Gun purchases skyrocketed in Oregon and throughout the United States since the beginning of the pandemic. That means an increased risk of an unsecured firearm in a home where your family might visit this summer.
Please remember to ASK if there are guns where your kids will be living, playing, or vacationing this summer. If guns are present, be sure they are stored responsibly, locked and unloaded with the ammunition stored separately. Firearms should be stored locked and unloaded with the ammunition stored separately.
What does the new Oregon law say?
- SB 554, passed recently by the Oregon legislature, will not take effect until 91 days after the end of the legislative session (sine die). The bill will likely take effect in early October 2021.
- SB 554 which requires gun owners to keep their firearms locked unless the gun owner is “close enough to the firearm to prevent another person who is not an authorized person from obtaining the firearm.”
- If the gun owner is not expecting a minor in the home, the gun owner will not be held liable if a minor accesses the unsecured gun.
What about self defense? SB 554 specifically states in Section 3(4)(a) that the law does not apply in cases of self defense or defense of others.
Asking Saves Kids (ASK) is a national campaign that urges parents to ask if there is a gun where their children play. Guns can be found in 40% of Oregon homes, and many of those guns are kept loaded and unlocked.1 In the United States, nearly 1.7 million children under age 18 live in homes with firearms that are both loaded and unlocked.2 Nearly 8 children and teens in the United States are killed by firearms every day in the United States.3
The ASK Campaign gives parents something simple and easy to do to help keep their children from being injured or killed by gunfire.
Tips for ASKing
ASK with other questions
“Is there a gun at your house?” Include this question with other topics that you normally discuss before sending your child to someone else’s house, such as seat belts, allergies, animals, food, or television-viewing habits. The message is, “My child’s safety is important to me, which is why I ASK.”
Work with groups
Introduce the ASK concept through a community group, such as your religious organization or local parent/teacher group.
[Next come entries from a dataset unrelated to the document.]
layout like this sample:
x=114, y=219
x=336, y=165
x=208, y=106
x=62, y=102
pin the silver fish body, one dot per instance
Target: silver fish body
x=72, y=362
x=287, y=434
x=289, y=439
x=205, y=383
The Ceasefire Oregon Education Foundation has speakers who are available to talk with your group.
Don’t be confrontational
ASK is not an anti-gun message; it is a pro-safety message! Present your concerns in a respectful manner. You are simply trying to make sure that your child is playing in a safe environment. Use literature like the ASK brochure to help open the dialogue.
Check out the resources listed below for more information:
Help spread the ASK message
Here are some ways you can help spread the ASK message throughout the year:
- Request some free ASK brochures from the Ceasefire Oregon Education Foundation and start passing them out. Distribute ASK brochures at sporting events, music events, medical offices, shopping malls, schools, hospitals, faith centers, playgroups, PTAs, and other family-friendly locations.
- Ask your healthcare provider to distribute ASK brochures.
- Volunteer to help stuff envelopes with ASK brochures at our mailing parties.
- Make a donation to the Ceasefire Oregon Education Foundation to support our ASK activities. The brochures cost 15 cents apiece, so your tax-deductible contribution of $15 will enable us to buy 100 ASK brochures.
- Invite someone from the Ceasefire Speakers Bureau to make an ASK presentation to your community group.
- Talk with your children about guns. Teach young children not to touch guns and to tell a trusted adult if they find one.
For the past few years in Oregon, the Ceasefire Oregon Education Foundation (COEF) has distributed ASK brochures to families and physicians across the state. We have also offered ASK presentations to local parent and community groups.
In November 2007, COEF joined with PAX, Inc., to launch the comprehensive Portland ASK Campaign. Billboards, transit advertising, and public service announcements reached thousands of Portlanders each day, raising community awareness about firearms in the home and linking the public to ASK resources and information. Education workshops, community events, and speaking engagements continue to reach parents on a grassroots level.